La cladística (del griego κλάδος, klados: «rama») es una rama de la biología que define las relaciones evolutivas entre los organismos basándose en similitudes derivadas. Es la más importante de las sistemáticas filogenéticas que estudian las relaciones evolutivas entre los organismos. La cladística es un método de análisis riguroso que utiliza las "propiedades derivadas compartidas" (sinapomorfias: ver abajo) de los organismos que se están estudiando. El análisis cladístico forma la base de la mayoría de los sistemas modernos de clasificación biológica que buscan agrupar a los organismos por sus relaciones evolutivas. En contraste, la fenética agrupa los organismos basándose en su similitud global, mientras que los enfoques más tradicionales tienden a basarse en caracteres clave. Willi Hennig (1913-1976) es ampliamente considerado como el fundador de la cladística.
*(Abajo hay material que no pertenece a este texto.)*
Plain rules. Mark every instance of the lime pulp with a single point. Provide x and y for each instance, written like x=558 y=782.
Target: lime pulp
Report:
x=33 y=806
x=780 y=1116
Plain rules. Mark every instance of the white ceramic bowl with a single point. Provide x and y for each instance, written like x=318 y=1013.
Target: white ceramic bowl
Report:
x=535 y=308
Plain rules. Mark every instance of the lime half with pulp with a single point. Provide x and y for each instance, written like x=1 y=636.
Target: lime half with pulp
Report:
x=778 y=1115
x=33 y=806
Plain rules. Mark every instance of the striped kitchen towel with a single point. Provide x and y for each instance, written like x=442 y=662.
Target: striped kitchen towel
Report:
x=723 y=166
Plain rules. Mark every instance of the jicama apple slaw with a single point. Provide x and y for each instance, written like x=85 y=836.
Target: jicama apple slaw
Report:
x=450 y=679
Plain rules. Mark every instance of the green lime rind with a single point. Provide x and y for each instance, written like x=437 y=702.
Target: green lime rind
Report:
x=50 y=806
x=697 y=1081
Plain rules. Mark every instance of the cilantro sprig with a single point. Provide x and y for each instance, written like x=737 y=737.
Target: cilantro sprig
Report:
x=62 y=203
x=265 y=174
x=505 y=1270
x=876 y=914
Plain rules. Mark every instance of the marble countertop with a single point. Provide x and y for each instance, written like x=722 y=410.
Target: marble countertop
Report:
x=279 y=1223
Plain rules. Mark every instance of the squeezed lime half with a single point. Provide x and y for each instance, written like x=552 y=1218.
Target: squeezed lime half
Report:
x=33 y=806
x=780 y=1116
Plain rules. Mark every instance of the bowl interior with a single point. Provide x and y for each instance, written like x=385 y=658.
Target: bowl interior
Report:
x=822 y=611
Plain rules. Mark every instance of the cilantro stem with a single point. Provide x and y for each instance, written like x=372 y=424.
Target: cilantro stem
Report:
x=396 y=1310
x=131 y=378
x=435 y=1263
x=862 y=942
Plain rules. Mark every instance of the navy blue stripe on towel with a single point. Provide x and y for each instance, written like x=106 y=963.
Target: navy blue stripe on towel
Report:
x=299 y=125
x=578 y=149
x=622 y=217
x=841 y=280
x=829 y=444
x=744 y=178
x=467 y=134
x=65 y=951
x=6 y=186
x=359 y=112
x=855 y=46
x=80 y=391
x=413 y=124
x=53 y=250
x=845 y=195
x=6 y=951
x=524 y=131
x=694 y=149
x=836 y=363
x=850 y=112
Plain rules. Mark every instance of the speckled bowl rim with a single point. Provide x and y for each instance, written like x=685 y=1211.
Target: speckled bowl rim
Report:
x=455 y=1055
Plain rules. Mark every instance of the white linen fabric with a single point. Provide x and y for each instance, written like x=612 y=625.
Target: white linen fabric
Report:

Esta clasificación será la más útil en campos de la biología como el estudio de la distribución de plantas (fitogeografía), las interacciones anfitrión-parásito y las interacciones planta-herbívoro, la biología de la polinización, la dispersión del fruto, o en contestar preguntas relacionadas con el origen de caracteres adaptativos (Nelson y Platnick, 1981;[1]​ Humphries y Parenti, 1986;[2]​ Brooks y McLennan, 1991;[3]​ Forey et al., 1992[4]​). Debido a su marco teórico predictivo, una clasificación filogenética puede dirigir la búsqueda de genes, productos biológicos, agentes de biocontrol, y especies con potencial valor agrícola. La información filogenética también es útil para tomar decisiones relacionadas con la conservación. Finalmente, las clasificaciones filogenéticas proveen un marco teórico para el conocimiento biológico y una base para los estudios comparativos que enlazan todos los campos de la biología (Cracraft y Donoghue, 2004;[5]​ Judd et al. 2007: p. 32.).

Esta representación hace énfasis en que los cladogramas son árboles.

Como resultado final del análisis cladístico se obtienen diagramas de relación en árbol llamados "cladogramas", para mostrar las distintas hipótesis sobre las relaciones. Un análisis cladístico puede basarse en tanta información como el investigador seleccione. La investigación sistemática moderna suele basarse en una gran variedad de información, incluyendo secuencias de ADN, ARN y proteínas (los famosos "datos moleculares"), datos bioquímicos y datos morfológicos.

En un cladograma todos los organismos se colocan en las hojas, y cada nodo interior es idealmente binario (con dos ramas). Los dos taxones de cada bifurcación se llaman taxones hermanos o grupos hermanos. Cada subárbol, independientemente del número de elementos que contenga, se llama clado. Todos los organismos de un grupo natural están contenidos en un clado que comparte un ancestro común (uno que no compartan con ningún otro organismo del diagrama). Cada clado se define en una serie de características que aparecen en sus miembros, pero no en las otras formas de las que ha divergido. Estas características identificadoras del clado se llaman sinapomorfias (caracteres compartidos derivados). Por ejemplo, las alas anteriores endurecidas (élitros) son una sinapomorfia de los escarabajos, mientras que la vernación circinada, o desenrollar los brotes nuevos, es una sinapomorfia de los helechos.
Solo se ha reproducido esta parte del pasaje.